O akşam, köprüde dururken, telefonu çaldı. Arayan, en yakın arkadaşıydı.
"Leyla, neredesin? Partiye gelecek misin?" diye sordu arkadaşı.
Leyla, bir an tereddüt etti. Partiler, kalabalıklar, sosyal ortamlar onun için her zaman biraz yorucuydu. Ama o gece, içinde bir şeyler değişmişti. Belki de yeni bir başlangıç yapmanın zamanı gelmişti.
"Geliyorum," diye cevap verdi.
Kaderin Dokunuşu
Parti, şehrin en gözde mekânlarından birinde yapılıyordu. Leyla, içeri girdiğinde, müziğin ritmiyle sarsılan bir kalabalıkla karşılaştı. Işıklar, renkler, sesler... Her şey birbirine karışmıştı. Leyla, bir köşeye çekilip etrafı izlemeye başladı. O sırada, gözleri bir adamın üzerine takıldı.Adam, odanın diğer ucunda duruyordu. Uzun boylu, koyu renk saçları hafifçe dalgalı, yüzünde hafif bir gülümseme vardı. Gözleri, Leyla'nın gözlerine takıldığında, zaman durmuş gibi hissetti. O an, her şey silinmiş, sadece ikisi kalmıştı.
Adam, yavaşça Leyla'ya doğru yürüdü. Her adımı, Leyla'nın kalbini biraz daha hızlı çarptırıyordu. Sonunda, onun yanına geldi ve hafifçe eğilerek, "Merhaba, ben Kerem," dedi.
Leyla, ne diyeceğini bilemedi. Kerem'in sesi, onu büyülemişti. "Ben Leyla," diye mırıldandı.
Kerem, Leyla'nın yanına oturdu ve sohbet etmeye başladılar. Saatler nasıl geçti, anlamadılar. Her ikisi de birbirlerine anlatacak o kadar çok şey bulmuştu ki... Kerem, bir mimardı. Şehrin farklı yerlerinde projeler yürütüyor, hayallerini gerçekleştirmeye çalışıyordu. Leyla ise bir yazardı. Henüz yeni başlamıştı, ama içinde büyük bir tutku vardı.

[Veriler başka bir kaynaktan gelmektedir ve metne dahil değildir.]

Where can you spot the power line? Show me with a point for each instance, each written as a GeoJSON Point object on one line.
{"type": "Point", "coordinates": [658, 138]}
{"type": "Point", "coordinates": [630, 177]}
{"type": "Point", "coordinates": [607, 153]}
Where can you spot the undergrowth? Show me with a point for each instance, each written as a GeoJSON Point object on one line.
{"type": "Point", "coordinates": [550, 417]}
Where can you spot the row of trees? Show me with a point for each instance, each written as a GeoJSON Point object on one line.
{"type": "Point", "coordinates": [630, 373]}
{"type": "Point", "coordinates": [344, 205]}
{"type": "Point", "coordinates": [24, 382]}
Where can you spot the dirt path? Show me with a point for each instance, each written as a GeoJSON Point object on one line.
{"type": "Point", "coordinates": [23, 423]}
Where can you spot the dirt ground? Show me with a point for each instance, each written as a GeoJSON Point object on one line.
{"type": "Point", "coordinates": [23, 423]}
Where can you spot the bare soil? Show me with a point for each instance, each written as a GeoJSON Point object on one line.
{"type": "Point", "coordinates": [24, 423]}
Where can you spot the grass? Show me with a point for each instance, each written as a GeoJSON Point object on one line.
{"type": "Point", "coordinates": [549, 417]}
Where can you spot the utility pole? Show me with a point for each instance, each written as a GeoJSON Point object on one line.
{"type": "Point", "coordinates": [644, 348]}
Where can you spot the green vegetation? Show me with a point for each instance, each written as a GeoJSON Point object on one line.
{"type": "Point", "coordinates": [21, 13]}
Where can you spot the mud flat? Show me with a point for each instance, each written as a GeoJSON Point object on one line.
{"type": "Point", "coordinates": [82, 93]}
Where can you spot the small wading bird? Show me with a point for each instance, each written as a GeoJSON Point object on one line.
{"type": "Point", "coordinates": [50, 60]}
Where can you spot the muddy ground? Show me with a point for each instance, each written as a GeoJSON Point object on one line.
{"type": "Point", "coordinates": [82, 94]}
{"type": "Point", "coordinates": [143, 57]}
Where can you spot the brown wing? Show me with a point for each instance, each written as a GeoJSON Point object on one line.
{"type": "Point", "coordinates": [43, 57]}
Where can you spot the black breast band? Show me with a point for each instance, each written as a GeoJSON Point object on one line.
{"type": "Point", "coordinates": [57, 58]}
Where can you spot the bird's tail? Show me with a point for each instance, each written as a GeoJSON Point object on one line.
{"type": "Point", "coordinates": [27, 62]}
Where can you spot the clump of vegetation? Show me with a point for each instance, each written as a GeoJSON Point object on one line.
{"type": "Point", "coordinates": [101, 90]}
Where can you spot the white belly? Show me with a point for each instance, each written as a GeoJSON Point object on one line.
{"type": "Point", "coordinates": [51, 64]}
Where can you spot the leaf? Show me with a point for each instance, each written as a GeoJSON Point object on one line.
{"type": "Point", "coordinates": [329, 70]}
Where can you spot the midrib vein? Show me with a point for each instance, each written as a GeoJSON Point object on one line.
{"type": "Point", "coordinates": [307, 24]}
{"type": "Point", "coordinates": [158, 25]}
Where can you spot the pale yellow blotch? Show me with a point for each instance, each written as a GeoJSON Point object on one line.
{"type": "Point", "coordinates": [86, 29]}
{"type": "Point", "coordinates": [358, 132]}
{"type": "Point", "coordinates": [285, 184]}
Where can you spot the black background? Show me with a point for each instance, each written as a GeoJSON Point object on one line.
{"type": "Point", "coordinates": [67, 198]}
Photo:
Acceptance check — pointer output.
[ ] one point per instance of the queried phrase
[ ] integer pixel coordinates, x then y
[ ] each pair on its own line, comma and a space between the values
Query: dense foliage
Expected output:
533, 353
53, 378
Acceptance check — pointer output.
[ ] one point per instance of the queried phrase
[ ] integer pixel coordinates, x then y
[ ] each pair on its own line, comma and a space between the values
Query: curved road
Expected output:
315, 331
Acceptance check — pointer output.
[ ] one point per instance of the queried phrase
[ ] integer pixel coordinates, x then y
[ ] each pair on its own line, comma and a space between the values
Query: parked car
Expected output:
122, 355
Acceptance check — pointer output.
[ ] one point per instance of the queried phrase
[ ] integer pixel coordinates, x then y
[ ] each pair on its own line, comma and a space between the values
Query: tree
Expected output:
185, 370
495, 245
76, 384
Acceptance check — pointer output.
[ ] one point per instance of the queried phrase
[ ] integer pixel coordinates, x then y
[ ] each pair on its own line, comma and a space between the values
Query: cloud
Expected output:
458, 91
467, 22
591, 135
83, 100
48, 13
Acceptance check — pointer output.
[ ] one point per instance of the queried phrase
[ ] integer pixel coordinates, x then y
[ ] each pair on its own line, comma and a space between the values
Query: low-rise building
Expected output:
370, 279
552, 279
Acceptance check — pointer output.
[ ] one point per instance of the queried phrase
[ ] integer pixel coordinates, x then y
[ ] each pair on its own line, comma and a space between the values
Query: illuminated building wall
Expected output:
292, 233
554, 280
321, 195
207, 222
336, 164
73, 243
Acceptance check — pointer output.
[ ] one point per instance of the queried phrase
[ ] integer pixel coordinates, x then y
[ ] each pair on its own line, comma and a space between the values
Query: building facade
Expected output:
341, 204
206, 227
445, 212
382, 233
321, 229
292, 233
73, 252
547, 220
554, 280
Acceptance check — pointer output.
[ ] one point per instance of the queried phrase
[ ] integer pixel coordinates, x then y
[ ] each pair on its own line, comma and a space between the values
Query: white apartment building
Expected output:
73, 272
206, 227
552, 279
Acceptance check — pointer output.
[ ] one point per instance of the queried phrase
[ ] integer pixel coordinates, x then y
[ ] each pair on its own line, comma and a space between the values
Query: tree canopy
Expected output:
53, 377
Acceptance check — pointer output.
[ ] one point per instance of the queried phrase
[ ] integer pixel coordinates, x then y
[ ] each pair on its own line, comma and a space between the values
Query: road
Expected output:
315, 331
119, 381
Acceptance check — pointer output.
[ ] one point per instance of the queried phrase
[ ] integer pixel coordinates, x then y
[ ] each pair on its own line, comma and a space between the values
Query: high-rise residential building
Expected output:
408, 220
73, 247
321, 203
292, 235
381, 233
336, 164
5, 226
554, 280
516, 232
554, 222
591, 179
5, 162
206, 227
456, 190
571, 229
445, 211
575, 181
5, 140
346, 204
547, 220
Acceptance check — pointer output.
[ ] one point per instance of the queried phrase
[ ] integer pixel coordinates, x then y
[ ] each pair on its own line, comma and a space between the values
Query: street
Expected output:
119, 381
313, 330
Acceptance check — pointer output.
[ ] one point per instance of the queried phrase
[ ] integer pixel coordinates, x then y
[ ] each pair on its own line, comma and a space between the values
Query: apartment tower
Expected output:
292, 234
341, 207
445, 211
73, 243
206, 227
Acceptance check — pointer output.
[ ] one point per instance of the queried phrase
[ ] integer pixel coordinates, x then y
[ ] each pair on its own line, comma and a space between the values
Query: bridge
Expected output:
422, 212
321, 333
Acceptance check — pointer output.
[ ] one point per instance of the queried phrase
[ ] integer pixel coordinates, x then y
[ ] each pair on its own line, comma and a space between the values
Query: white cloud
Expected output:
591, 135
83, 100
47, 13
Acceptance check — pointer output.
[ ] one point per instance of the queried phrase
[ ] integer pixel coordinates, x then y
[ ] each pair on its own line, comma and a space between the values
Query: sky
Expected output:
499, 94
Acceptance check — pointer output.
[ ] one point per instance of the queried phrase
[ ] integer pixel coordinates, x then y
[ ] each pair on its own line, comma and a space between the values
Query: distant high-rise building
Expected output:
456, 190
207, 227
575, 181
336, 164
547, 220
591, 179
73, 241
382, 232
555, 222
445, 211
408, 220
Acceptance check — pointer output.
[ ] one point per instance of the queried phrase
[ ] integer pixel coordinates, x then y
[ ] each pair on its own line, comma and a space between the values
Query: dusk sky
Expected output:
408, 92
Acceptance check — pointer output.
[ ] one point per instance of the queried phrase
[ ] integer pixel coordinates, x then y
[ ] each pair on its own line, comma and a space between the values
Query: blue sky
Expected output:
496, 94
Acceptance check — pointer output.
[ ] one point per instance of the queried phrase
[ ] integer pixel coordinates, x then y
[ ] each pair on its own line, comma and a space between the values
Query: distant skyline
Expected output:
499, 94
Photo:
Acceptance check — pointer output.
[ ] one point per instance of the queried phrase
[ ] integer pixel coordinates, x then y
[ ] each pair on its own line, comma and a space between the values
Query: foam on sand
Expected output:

O gece, ikisi de birbirlerine bağlanmıştı. Ama her şey bu kadar kolay olmayacaktı. Geçmiş, her zaman olduğu gibi, onları takip ediyordu.
Geçmişin Gölgesi
Leyla, Kerem'le geçirdiği o geceden sonra, kendini farklı hissediyordu. Ama geçmiş, onu rahat bırakmıyordu. Birkaç gün sonra, telefonu çaldı. Arayan, yıllardır görmediği babasıydı."Leyla, annen hastalandı. Onu görmek ister misin?" diye sordu babası.
Leyla'nın yüreği ağzına geldi. Annesi, onun için her şeydi. Ama aynı zamanda, geçmişte yaşadıkları acılar, onu annesinden uzaklaştırmıştı. Şimdi, ne yapacağını bilemiyordu.
Kerem, Leyla'nın bu halini fark etti. Ona sarıldı ve "Ne olursa olsun, yanındayım," dedi.
Leyla, Kerem'in desteğiyle, annesini görmeye karar verdi. Ama bu yolculuk, onu sadece geçmişle yüzleştirmekle kalmayacak, aynı zamanda Kerem'le olan ilişkisini de test edecekti.
Aşk ve Acı
Leyla, memleketine döndüğünde, annesini hastanede buldu. Annesi, onu görünce gözleri doldu. "Leyla, özür dilerim," dedi. "Seni hep sevdim, ama bunu gösteremedim."Leyla, annesine sarıldı. Yılların acısı, o anda eriyor gibiydi. Ama aynı zamanda, Kerem'i özlüyordu. Onsuz geçen her gün, ona daha da zor geliyordu.
Kerem ise İstanbul'da, Leyla'nın dönmesini bekliyordu. Ama beklediğinden daha uzun sürünce, endişelenmeye başladı. Leyla'ya ulaşmaya çalıştı, ama telefonlarına cevap vermiyordu.
Sonunda, Leyla, annesinin durumu düzelince İstanbul'a döndü. Kerem'i bulduğunda, ikisi de birbirlerine sarıldı. Ama Leyla'nın geçmişi, onları bir kez daha zorlayacaktı.
Unutamam Seni
Leyla ve Kerem, aşklarını korumak için mücadele etmeye devam ettiler. Geçmişin gölgesi, onları her zaman takip etti. Ama aşk, her şeyin üstesinden gelmek için yeterliydi.Leyla, bir gün Kerem'e döndü ve "Seni asla unutamam," dedi. "Sen benim her şeyimsin."
Kerem, Leyla'nın gözlerine baktı ve "Ben de seni asla unutamam," diye cevap verdi.
Ve böylece, iki kalp, geçmişin acılarını geride bırakıp, geleceğe doğru birlikte yürümeye başladı.